Research project:Assessment of the functional diversity of soil microbial communities in the German Biodiversity Exploratories by metagenomics
The microbial diversity in soils exceeds that of other environments and analyzing the diversity of soil microbial communities is still a great challenge. The project is part of an initiative that aims to explore the diversity of soil microorganisms with respect to vegetation type and land use intensity and relate it to ecological gradients at different scales by employing metagenomic technologies. The research is carried out at grassland and forest sampling sites within the framework of the three German Biodiversity Exploratories. An approach will be developed and exemplarily applied that copes with the enormous microbial diversity of soil. The approach is based on identifying and selecting (filtering) targets such as groups of organisms or genes encoding key microbial functions (here cellulolytic and lipolytic enzymes) before analyzing their distribution at different spatiotemporal scales in relation to vegetation type and use intensity. This strategy relies on three steps: (i) Construction of complex metagenomic libraries from microbial DNA extracted from soil samples covering different vegetation types and use intensities. (ii) Comparative screening of the libraries for exemplary groups of organisms and functions and metabolic profiling via snapshot sequencing are performed to identify (filter) targets that display differences and present distinct profiles between the sampling plots. (iii) Construction and use of microarrays and primers for monitoring the filtered targets in the Exploratories in relation to vegetation type, use intensity, and spatiotemporal variation.
Second funding period:
Assessment of structure and function of soil bacterial communities along land use and management gradients in the Biodiversity Exploratories (DFG DA 374/6-1)
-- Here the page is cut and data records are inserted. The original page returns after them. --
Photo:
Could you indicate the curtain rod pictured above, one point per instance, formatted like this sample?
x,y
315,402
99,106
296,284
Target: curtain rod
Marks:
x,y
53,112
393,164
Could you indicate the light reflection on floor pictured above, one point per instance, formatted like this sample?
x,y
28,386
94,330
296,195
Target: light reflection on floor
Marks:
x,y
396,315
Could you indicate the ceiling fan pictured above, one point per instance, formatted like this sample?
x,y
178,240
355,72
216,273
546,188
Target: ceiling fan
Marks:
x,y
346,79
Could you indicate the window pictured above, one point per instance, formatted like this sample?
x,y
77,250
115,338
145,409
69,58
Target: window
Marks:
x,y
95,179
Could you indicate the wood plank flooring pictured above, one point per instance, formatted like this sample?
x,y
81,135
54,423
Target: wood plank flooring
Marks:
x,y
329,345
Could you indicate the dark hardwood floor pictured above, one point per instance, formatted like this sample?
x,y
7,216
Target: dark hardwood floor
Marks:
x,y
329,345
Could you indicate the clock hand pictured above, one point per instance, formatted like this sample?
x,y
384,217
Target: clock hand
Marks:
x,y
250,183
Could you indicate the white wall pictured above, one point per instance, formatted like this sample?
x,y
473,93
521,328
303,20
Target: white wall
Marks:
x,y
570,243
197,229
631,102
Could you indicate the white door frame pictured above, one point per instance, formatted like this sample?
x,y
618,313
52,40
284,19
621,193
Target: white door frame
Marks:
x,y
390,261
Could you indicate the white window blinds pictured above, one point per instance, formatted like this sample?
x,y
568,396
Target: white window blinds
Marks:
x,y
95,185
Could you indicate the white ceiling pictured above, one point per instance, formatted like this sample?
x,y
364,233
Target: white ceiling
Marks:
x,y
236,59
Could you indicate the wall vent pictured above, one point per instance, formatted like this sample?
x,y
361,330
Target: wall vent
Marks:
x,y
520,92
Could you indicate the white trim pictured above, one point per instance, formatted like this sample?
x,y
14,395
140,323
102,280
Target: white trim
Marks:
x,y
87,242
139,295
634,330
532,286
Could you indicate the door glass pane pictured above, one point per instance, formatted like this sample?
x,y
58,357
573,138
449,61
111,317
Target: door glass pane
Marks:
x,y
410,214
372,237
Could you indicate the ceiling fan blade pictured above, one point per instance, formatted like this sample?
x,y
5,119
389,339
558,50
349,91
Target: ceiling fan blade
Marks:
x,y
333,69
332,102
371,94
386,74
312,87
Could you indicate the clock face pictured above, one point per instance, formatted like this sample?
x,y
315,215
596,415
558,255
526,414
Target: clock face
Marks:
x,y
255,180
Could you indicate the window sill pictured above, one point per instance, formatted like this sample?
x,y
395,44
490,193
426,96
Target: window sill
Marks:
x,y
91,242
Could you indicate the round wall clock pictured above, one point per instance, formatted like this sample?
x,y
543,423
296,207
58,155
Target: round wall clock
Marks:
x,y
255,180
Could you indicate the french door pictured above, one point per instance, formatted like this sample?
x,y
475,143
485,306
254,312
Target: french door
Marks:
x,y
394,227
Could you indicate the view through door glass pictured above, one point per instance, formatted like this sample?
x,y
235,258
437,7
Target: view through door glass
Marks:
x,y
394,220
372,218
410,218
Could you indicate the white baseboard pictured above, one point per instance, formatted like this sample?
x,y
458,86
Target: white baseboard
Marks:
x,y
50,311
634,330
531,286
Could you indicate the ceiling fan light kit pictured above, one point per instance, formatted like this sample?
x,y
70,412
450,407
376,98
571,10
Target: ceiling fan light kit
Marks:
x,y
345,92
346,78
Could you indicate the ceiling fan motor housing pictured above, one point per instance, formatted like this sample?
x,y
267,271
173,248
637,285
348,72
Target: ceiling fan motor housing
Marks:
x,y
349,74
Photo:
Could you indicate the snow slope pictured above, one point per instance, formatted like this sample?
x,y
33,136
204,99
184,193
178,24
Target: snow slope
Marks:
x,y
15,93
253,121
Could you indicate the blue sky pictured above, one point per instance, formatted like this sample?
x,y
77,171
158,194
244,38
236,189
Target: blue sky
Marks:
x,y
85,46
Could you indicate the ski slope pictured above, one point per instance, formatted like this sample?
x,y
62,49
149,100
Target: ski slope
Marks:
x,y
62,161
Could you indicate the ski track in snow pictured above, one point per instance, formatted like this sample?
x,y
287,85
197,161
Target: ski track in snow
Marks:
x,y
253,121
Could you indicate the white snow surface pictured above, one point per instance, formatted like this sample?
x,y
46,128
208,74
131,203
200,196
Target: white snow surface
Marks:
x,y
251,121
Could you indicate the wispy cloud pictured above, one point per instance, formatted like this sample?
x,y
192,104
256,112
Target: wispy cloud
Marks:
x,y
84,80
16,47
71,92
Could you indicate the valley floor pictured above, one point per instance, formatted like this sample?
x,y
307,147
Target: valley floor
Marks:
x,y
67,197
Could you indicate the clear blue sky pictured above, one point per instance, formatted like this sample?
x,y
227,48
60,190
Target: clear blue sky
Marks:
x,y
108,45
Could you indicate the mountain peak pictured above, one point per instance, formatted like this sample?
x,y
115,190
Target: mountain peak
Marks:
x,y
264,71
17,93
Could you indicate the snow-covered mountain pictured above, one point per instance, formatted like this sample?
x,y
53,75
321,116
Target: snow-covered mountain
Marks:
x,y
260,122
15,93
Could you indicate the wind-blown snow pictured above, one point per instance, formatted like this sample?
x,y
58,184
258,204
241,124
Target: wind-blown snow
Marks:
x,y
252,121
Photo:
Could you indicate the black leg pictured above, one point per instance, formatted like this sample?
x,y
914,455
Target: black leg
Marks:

Bacteria are the most abundant and diverse group of microorganisms in soil. Bacteria are important for most nutrient transformations in soil and major drivers for biogeochemical cycles. The composition and function of soil bacterial communities along different land use types and management types will be analyzed in the framework of the three Biodiversity Exploratories. To identify changes in indigenous gene- and taxon-specific patterns and key metabolic functions accompanying different management types phylogenetic and functional profiling of soil bacterial communities are performed by using metagenomic and metatranscriptomic approaches. The changes in species richness, abundance, and distribution of phylogenetic groups and key functions are assessed and compared by bar-coded amplicon pyrosequenicng of bacterial 16S rRNA genes and pyrosequencing of mRNA (cDNA). To provide robust assessments of variability of soil bacterial community structures and the impact of management type comparison of large-effects and small-scale effects will be carried out by analysis of all 300 experimental plots and one individual plot, respectively. All data are correlated with soil attributes and management types. Another focus is to investigate the impact of tree species type on soil bacterial diversity, community structure, and function in selected pure forest stands (beech, oak, spruce) over time. In addition, the distribution of key functions will be monitored across all experimental plots by PCR-based approaches. The focus will be on genes involved in biogeochemical cycles (C and N).